Finally, for RCTD, a few excitatory neurons (Ex_2_L5 and Ex_10_L2_4) exhibited a high cell fraction in the corresponding cortical layer of a known layer specificity; however, other excitatory neurons presented heterogeneous patterns of distribution(这更不行

作者很贼,比较的三个软件没有一个常用的。

Receiver operating characteristic (ROC) curve analysis was implemented to compare the performance of the four different tools in predicting the layer-specific distribution of excitatory neurons


当然,文章都不用怎么看,作者的软件效果最好

结果3 Discovery of spatial heterogeneity of human lung tissue with CellDART

CellDART was further applied to normal lung spatial transcriptomic data.(正常组织样本数据的运用
The two normal lung tissues were dissected far from the tumor and pathologically confirmed to have no tumor cells


看看联合分析的结果


In both the lung 1 and lung 2 datasets, each cell type showed different distribution patterns across the segmented tissue domains。

 


In summary, CellDART could precisely localize the spatial distribution of heterogeneous cell types in normal lung tissue.

看看文献的结论

In conclusion, CellDART is capable of estimating the spatial cell compositions in complex tissues with high levels of heterogeneity by aligning the domain of single-cell and spatial transcriptomics data. The suggested method may help elucidate the spatial interaction of various cells in close proximity and track the cell-level transcriptomic changes while preserving the spatial context.(反正就是好😄)。

Method 关注一下算法

CellDART: Cell type inference with domain adaptation
  • First, a feature embedder that computes 64-dimensional embedding features from the gene expression data of either spatial spots or pseudospots was defined(首先,定义了一种特征嵌入器,该特征嵌入器根据空间点或伪点的基因表达数据计算64维嵌入特征 )。

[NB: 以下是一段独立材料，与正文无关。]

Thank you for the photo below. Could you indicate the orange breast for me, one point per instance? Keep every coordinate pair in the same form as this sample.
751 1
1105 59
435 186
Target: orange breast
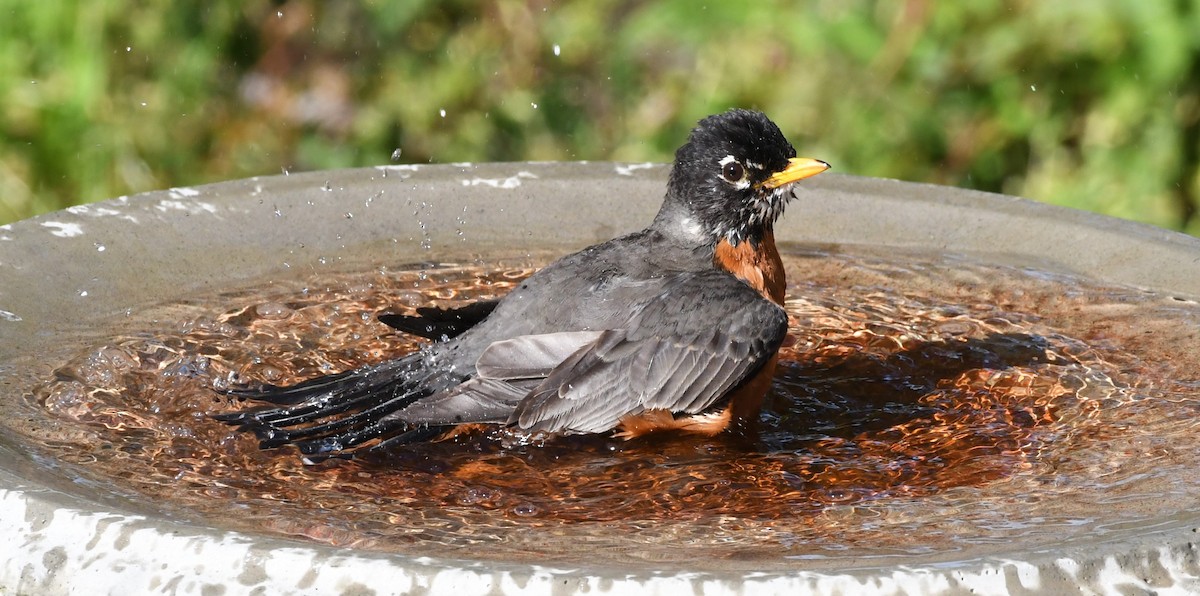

The feature embedder was comprised of two fully connected layers, each of which underwent batch normalization and activation by the ELU function(标准化和去除批次效应)。The outputs of the first layer and second layer have 1024 and 64 dimensions, respectively.(两层的维度还不一样)。
  • Source and domain classifiers were defined such that they could predict the cell fraction in each spot and discriminate pseudospots from spots, respectively.(初始的分类器)。The domain classifier consisted of two fully connected layers. The first layer with 32-dimensional output was connected to the embedded features。The source classifier is directly connected to the embedded features of the feature extractor as a one-layer model connected to the feature embedder. Therefore, the feature extractor attached to either of the classifiers was named a source or domain classification model. The source and domain classification model shared the feature extractor。(理解上还是比较简单的)。

最后,看一下示例代码

CellDART Example Code: mouse brain

加载模块
import scanpy as sc
import pandas as pd
import numpy as np
import seaborn as sns
import matplotlib.pyplot as plt 
import da_cellfraction
from utils import random_mix
from sklearn.manifold import TSNE

1. Data load

load scanpy data - 10x datasets

sc.set_figure_params(facecolor="white", figsize=(8, 8))
sc.settings.verbosity = 3

adata_spatial_anterior = sc.datasets.visium_sge(
    sample_id="V1_Mouse_Brain_Sagittal_Anterior"
)
adata_spatial_posterior = sc.datasets.visium_sge(
    sample_id="V1_Mouse_Brain_Sagittal_Posterior"
)

#Normalize
for adata in [
    adata_spatial_anterior,
    adata_spatial_posterior,
]:
    sc.pp.normalize_total(adata, inplace=True)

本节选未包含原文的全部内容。